Euclid's division lemma, Fundamental Theorem of Arithmetic - statements after reviewing work done earlier and after illustrating and motivating through examples, Proofs of results - irrationality of √2, √3, √5, decimal expansions of rational numbers in terms of terminating/non-terminating recurring decimals.
Zeros of a polynomial. Relationship between zeros and coefficients of quadratic polynomials. Statement and simple problems on division algorithm for polynomials with real coefficients.
Pair of linear equations in two variables and their graphical solution. Geometric representation of different possibilities of solutions/inconsistency.
Algebraic conditions for number of solutions. Solution of a pair of linear equations in two variables algebraically - by substitution, by elimination and by cross multiplication method. Simple situational problems must be included. Simple problems on equations reducible to linear equations.

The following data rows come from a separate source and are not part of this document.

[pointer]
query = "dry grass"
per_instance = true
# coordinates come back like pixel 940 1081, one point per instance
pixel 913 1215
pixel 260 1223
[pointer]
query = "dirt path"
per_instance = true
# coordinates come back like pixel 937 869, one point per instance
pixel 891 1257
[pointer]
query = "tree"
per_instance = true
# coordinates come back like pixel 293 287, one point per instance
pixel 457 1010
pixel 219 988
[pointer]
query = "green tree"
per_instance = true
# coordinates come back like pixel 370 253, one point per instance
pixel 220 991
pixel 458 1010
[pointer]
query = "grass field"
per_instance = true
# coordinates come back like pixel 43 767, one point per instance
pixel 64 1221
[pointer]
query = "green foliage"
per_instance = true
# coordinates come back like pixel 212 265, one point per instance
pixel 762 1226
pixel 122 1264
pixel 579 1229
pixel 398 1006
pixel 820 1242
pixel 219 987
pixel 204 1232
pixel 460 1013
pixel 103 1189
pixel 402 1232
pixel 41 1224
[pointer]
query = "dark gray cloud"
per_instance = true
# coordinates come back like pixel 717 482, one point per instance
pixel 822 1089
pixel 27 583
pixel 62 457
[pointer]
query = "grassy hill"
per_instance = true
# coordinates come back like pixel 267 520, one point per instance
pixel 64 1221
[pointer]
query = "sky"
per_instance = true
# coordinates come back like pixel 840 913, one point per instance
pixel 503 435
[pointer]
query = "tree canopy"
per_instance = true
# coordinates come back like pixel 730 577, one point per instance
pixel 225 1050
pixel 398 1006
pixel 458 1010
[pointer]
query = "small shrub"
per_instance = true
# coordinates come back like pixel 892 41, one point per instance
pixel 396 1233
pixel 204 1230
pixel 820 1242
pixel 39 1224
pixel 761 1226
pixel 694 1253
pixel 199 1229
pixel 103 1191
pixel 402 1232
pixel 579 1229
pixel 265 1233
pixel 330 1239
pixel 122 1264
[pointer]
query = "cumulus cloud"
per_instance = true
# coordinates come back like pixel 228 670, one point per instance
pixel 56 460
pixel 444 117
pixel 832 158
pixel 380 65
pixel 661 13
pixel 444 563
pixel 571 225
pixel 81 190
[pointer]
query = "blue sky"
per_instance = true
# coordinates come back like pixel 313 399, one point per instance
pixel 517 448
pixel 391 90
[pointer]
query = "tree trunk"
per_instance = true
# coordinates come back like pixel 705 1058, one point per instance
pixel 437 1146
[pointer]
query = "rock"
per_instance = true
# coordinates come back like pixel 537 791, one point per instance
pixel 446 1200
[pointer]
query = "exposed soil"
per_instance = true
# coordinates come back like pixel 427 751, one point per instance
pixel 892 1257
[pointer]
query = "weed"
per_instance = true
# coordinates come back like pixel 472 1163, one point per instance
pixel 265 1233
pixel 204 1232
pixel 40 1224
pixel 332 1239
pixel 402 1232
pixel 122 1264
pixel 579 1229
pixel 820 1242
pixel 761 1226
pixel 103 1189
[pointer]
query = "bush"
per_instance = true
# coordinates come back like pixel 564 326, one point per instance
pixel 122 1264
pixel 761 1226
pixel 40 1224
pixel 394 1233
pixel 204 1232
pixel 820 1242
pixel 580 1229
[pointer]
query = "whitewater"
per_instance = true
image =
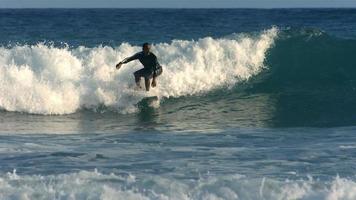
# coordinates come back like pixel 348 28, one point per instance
pixel 254 104
pixel 43 79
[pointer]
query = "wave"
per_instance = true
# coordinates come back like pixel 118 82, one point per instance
pixel 95 185
pixel 309 56
pixel 44 79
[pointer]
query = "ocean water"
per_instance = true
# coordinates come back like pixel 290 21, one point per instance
pixel 253 104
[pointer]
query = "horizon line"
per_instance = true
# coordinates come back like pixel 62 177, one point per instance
pixel 257 8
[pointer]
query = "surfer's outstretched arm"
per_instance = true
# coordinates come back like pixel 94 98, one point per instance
pixel 126 60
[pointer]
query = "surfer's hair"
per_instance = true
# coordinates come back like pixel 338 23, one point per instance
pixel 145 45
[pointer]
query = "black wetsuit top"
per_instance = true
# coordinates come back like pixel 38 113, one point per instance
pixel 148 61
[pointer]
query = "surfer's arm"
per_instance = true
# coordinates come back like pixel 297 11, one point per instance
pixel 126 60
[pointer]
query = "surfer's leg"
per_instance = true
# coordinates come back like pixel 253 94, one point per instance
pixel 137 80
pixel 147 84
pixel 138 75
pixel 154 83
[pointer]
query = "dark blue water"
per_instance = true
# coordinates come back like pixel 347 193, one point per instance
pixel 253 104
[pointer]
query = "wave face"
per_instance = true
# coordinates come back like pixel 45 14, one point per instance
pixel 43 79
pixel 95 185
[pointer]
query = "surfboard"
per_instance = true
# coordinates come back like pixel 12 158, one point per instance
pixel 148 101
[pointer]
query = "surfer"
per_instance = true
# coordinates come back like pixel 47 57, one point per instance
pixel 151 67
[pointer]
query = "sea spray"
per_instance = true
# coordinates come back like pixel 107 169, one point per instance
pixel 44 79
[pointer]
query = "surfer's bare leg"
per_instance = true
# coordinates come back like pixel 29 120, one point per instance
pixel 147 84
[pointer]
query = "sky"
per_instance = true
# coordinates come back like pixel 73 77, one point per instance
pixel 175 3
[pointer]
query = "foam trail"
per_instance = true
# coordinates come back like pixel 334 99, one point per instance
pixel 47 80
pixel 95 185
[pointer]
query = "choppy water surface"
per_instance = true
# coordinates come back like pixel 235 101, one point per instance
pixel 252 105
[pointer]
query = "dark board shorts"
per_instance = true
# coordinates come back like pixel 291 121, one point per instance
pixel 147 73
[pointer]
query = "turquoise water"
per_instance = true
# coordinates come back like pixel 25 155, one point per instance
pixel 253 104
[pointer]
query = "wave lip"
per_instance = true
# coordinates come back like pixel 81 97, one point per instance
pixel 46 80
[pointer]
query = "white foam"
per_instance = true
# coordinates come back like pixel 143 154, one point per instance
pixel 47 80
pixel 96 185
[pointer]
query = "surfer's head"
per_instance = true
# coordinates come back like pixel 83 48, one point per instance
pixel 146 47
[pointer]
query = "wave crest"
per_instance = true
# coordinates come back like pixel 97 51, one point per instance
pixel 48 80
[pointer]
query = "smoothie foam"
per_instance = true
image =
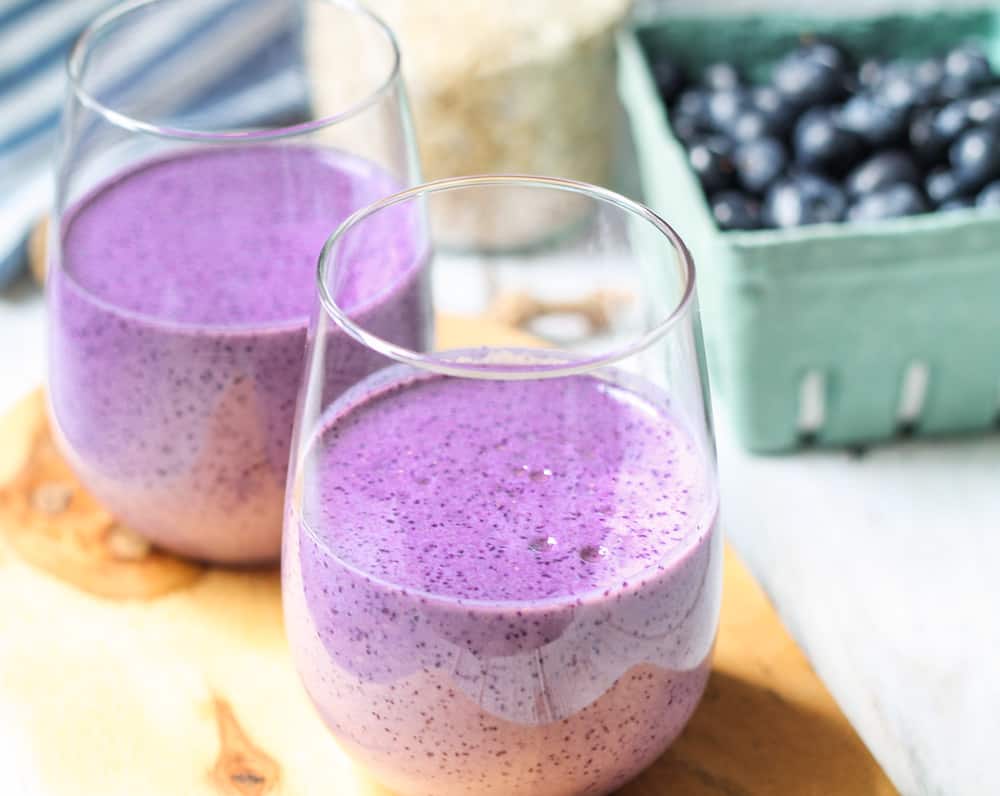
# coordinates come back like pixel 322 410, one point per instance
pixel 178 333
pixel 502 587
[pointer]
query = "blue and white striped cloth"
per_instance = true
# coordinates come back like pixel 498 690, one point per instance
pixel 215 62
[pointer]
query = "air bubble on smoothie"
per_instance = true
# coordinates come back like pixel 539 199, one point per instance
pixel 542 544
pixel 593 553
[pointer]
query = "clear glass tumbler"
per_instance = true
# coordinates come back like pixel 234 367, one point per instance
pixel 502 566
pixel 196 187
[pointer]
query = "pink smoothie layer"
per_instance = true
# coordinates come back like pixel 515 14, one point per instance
pixel 178 332
pixel 502 587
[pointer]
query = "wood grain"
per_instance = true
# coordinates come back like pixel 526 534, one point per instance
pixel 183 684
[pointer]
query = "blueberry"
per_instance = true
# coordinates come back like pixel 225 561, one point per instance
pixel 803 199
pixel 892 201
pixel 927 76
pixel 710 158
pixel 925 141
pixel 735 210
pixel 942 185
pixel 804 80
pixel 958 203
pixel 871 72
pixel 952 120
pixel 821 144
pixel 975 156
pixel 721 76
pixel 778 111
pixel 725 106
pixel 989 196
pixel 693 104
pixel 759 163
pixel 985 109
pixel 902 92
pixel 669 77
pixel 968 65
pixel 749 125
pixel 886 168
pixel 878 123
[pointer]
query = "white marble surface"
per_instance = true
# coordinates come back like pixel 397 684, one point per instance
pixel 885 569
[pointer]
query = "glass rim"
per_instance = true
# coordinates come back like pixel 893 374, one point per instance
pixel 85 42
pixel 433 362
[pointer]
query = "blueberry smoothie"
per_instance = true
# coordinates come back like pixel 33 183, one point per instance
pixel 502 587
pixel 178 322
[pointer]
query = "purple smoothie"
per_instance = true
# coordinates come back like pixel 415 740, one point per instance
pixel 178 333
pixel 502 587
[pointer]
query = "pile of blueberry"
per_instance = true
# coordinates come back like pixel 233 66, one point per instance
pixel 831 140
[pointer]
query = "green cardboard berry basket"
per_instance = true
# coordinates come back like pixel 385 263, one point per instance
pixel 831 334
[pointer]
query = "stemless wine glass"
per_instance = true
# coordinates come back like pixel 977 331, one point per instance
pixel 196 188
pixel 501 566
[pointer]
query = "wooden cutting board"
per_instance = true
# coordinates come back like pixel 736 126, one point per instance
pixel 124 671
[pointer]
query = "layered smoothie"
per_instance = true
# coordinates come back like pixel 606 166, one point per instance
pixel 178 333
pixel 502 587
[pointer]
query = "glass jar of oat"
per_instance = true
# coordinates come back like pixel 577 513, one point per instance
pixel 523 86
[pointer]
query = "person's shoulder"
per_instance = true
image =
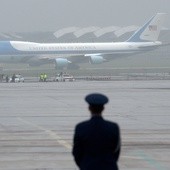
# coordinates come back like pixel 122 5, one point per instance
pixel 82 124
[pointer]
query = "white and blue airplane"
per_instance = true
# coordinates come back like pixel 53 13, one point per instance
pixel 143 40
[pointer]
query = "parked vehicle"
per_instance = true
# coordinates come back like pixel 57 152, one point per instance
pixel 16 78
pixel 61 77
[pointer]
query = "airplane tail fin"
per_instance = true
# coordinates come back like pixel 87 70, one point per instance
pixel 150 30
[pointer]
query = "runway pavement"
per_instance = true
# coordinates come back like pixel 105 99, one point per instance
pixel 37 121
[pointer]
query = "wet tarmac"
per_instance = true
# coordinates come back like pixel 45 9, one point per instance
pixel 37 121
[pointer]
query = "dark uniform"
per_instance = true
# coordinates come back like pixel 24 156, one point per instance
pixel 96 144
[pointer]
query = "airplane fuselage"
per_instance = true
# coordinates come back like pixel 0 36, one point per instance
pixel 31 48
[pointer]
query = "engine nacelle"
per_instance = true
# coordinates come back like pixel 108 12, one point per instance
pixel 62 62
pixel 96 59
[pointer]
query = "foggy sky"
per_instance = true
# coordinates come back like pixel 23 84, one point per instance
pixel 51 15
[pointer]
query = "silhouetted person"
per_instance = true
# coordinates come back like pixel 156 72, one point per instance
pixel 96 144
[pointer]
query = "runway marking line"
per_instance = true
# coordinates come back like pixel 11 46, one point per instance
pixel 49 132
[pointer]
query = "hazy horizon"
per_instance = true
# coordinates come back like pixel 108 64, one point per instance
pixel 52 15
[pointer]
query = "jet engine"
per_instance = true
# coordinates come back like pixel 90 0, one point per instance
pixel 96 59
pixel 62 62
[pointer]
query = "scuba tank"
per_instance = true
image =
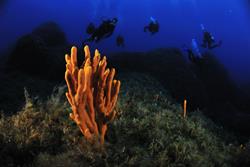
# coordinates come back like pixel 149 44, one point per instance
pixel 195 48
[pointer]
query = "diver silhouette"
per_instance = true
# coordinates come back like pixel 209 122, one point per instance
pixel 120 41
pixel 105 30
pixel 152 27
pixel 208 40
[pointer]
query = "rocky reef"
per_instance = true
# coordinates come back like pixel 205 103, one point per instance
pixel 40 53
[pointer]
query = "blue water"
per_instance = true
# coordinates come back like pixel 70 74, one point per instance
pixel 228 20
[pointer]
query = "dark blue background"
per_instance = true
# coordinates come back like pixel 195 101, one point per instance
pixel 179 20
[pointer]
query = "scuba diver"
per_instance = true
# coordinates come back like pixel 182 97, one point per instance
pixel 194 54
pixel 208 39
pixel 105 30
pixel 153 26
pixel 120 41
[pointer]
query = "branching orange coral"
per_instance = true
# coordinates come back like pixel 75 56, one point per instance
pixel 92 93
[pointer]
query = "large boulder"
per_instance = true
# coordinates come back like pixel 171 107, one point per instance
pixel 40 53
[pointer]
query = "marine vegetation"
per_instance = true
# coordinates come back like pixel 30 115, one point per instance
pixel 149 131
pixel 92 93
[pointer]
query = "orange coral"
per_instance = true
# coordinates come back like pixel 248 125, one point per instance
pixel 185 108
pixel 92 93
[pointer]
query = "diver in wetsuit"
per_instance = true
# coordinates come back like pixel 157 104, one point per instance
pixel 208 40
pixel 152 27
pixel 105 30
pixel 120 41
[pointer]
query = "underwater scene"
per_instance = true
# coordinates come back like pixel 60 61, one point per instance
pixel 125 83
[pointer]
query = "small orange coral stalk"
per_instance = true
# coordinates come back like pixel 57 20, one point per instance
pixel 92 93
pixel 185 108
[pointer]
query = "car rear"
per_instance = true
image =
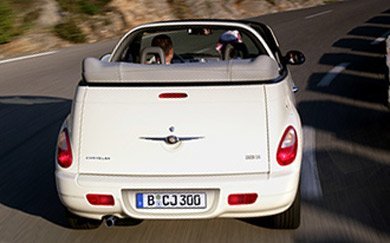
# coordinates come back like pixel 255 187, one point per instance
pixel 186 141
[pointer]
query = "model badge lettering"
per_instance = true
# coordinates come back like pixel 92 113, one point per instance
pixel 101 158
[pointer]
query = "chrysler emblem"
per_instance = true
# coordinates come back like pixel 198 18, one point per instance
pixel 172 139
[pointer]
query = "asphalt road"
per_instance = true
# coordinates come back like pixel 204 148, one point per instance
pixel 342 101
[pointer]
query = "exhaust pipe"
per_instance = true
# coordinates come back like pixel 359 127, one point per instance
pixel 110 221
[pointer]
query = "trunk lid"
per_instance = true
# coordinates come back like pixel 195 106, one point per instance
pixel 220 130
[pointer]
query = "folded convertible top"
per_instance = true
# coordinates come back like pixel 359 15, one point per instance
pixel 261 68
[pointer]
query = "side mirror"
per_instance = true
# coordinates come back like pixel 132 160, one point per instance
pixel 294 58
pixel 105 57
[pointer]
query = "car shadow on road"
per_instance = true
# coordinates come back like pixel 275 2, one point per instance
pixel 28 134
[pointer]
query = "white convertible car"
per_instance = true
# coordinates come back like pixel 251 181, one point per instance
pixel 184 120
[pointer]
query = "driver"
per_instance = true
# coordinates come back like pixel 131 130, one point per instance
pixel 166 45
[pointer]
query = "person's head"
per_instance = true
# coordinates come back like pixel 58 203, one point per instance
pixel 229 43
pixel 166 45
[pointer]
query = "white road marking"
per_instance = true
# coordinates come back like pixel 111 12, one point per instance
pixel 310 181
pixel 332 74
pixel 318 14
pixel 380 39
pixel 27 57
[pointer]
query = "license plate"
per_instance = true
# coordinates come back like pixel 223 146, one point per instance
pixel 176 200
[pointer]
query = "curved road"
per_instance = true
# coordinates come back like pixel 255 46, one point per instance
pixel 342 100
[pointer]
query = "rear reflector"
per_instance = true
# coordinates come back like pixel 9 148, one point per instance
pixel 173 96
pixel 100 199
pixel 240 199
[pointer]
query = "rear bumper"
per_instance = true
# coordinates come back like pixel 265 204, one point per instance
pixel 275 194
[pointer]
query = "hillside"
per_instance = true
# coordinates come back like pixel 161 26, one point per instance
pixel 41 25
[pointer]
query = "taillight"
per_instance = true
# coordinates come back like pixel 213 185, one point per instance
pixel 64 151
pixel 100 199
pixel 288 146
pixel 243 198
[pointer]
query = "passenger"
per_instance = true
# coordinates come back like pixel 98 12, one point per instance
pixel 166 45
pixel 230 45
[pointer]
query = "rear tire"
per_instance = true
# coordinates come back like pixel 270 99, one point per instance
pixel 77 222
pixel 289 219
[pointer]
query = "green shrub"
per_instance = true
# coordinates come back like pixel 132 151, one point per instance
pixel 7 19
pixel 90 7
pixel 70 31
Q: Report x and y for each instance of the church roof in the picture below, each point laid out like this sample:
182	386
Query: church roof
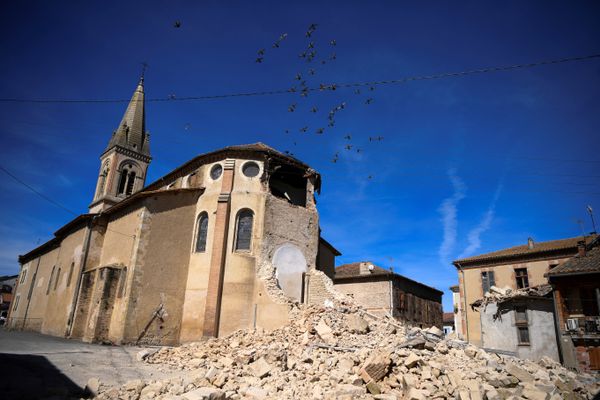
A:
237	151
131	133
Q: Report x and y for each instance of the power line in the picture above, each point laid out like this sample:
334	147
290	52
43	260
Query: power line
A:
50	200
34	190
330	86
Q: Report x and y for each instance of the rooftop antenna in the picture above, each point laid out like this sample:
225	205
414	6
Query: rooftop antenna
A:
144	66
590	210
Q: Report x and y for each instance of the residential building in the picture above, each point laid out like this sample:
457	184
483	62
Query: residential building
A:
384	292
448	323
515	267
221	243
576	286
519	323
457	311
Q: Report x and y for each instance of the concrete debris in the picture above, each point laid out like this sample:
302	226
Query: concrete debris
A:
326	353
500	295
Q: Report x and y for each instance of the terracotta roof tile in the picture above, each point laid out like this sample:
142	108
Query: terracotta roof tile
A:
525	251
590	263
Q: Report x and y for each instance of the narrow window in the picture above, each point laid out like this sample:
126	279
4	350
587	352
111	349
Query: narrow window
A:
122	181
487	280
201	232
522	278
244	230
57	278
23	276
70	274
522	325
122	283
130	183
50	280
16	302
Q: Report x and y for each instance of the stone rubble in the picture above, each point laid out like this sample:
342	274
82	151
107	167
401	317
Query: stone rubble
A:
343	352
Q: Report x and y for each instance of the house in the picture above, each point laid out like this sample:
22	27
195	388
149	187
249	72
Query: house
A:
7	288
448	323
515	267
519	322
384	292
457	308
223	242
576	286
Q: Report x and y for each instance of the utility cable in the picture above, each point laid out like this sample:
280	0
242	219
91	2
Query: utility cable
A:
322	87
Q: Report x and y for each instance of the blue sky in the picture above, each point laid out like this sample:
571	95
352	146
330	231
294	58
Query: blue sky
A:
467	165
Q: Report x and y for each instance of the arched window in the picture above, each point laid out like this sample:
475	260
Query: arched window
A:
243	235
70	274
122	181
57	278
201	232
122	283
130	183
50	279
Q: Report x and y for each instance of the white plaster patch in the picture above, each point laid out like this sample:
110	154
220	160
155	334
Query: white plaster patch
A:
289	263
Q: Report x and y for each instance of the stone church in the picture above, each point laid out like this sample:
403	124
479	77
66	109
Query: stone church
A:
222	242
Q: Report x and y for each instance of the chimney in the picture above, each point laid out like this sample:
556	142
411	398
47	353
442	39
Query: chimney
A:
530	243
365	268
581	248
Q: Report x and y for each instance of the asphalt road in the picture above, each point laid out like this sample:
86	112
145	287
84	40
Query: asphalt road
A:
36	366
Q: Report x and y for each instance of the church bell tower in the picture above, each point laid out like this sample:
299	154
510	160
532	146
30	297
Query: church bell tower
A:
124	163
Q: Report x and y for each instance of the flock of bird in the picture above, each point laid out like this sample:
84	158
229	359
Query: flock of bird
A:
301	86
309	54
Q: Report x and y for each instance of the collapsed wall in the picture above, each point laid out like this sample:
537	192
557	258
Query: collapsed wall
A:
341	351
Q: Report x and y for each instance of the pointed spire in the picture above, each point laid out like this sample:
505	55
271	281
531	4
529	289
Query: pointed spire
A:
131	133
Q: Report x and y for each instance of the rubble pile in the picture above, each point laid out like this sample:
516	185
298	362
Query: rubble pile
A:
343	352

Standard form of a quadratic equation ax²+bx+c=0, (a ≠ 0). Solution of the quadratic equations (only real roots) by factorization, by completing the square and by using quadratic formula. Relationship between discriminant and nature of roots.
Situational problems based on quadratic equations related to day to day activities to be incorporated.
Motivation for studying Arithmetic Progression Derivation of the nth term and sum of the first n terms of A.P. and their application in solving daily life problems.